MEDICAL patients who rely on marijuana to ease pain won a major
victory this week in protection promised by the Obama administration.
Attorney General Eric Holder said threatened federal interference
with laws in Hawaii and a dozen other states allowing medical use of
marijuana has come to an end. The state should work toward a system
facilitating that legitimate use.

As former President Bush's first attorney general, John Ashcroft
ordered raids of medical dispensaries in California that provided
marijuana to patients legally under that state's law. The U.S.
Supreme Court ruled in 2005 that the federal government may prosecute
medical users of marijuana for violating federal drug laws despite
state laws permitting that use.

The ruling upholding the Bush administration's zero-tolerance policy
has had little effect in states other than California, because most
drug cases are prosecuted at the state level. The issue has not
reached federal courts in Hawaii.

From now on, Holder told reporters that the policy will be "to go
after those people who violate both federal and state law, to the
extent that people do that and try to use medical marijuana laws as a
shield for activity that is not designed to comport with what the
intention was of the state law. Those are the organizations, the
people, that we will target."

More than 1,000 residents have been registered with the state to use
marijuana to treat their illnesses since the state legalized it for
that use in 2000. Certification by a doctor is required for
registration, and patients are limited in the amount of marijuana
they may possess. Marijuana is credited with easing pain for those
suffering from AIDS, cancer, multiple sclerosis and other diseases.

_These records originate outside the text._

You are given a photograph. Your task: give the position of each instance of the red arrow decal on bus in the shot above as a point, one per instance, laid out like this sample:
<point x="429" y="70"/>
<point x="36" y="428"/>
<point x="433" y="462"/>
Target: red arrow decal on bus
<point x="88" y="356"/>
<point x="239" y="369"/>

Registered patients have complained about the difficulty in obtaining
access to marijuana or even seeds or facilities to grow their own. In
November, police arrested seven Maui residents accused of using
medical marijuana laws as a front for drug trafficking. The group
maintains that the marijuana was to be distributed to 300 members of
Patients Without Time who are qualified to use it medically.

A bill introduced by Rep. Joe Bertram of Maui that would allow
operations for growing marijuana for distribution to as many as 14
patients has been endorsed by two state House committees in the
current session. The Lingle administration has opposed the bill,
citing the Supreme Court decision upholding the federal law banning
any possession of marijuana.

The Obama administration's decision to exempt marijuana for medical
purposes from the sweeping federal ban should cause the state to
reconsider its stance on a secure distribution system like that
proposed by Bertram. Without such a system, the Hawaii law allowing
medical use of marijuana would continue to be crippled.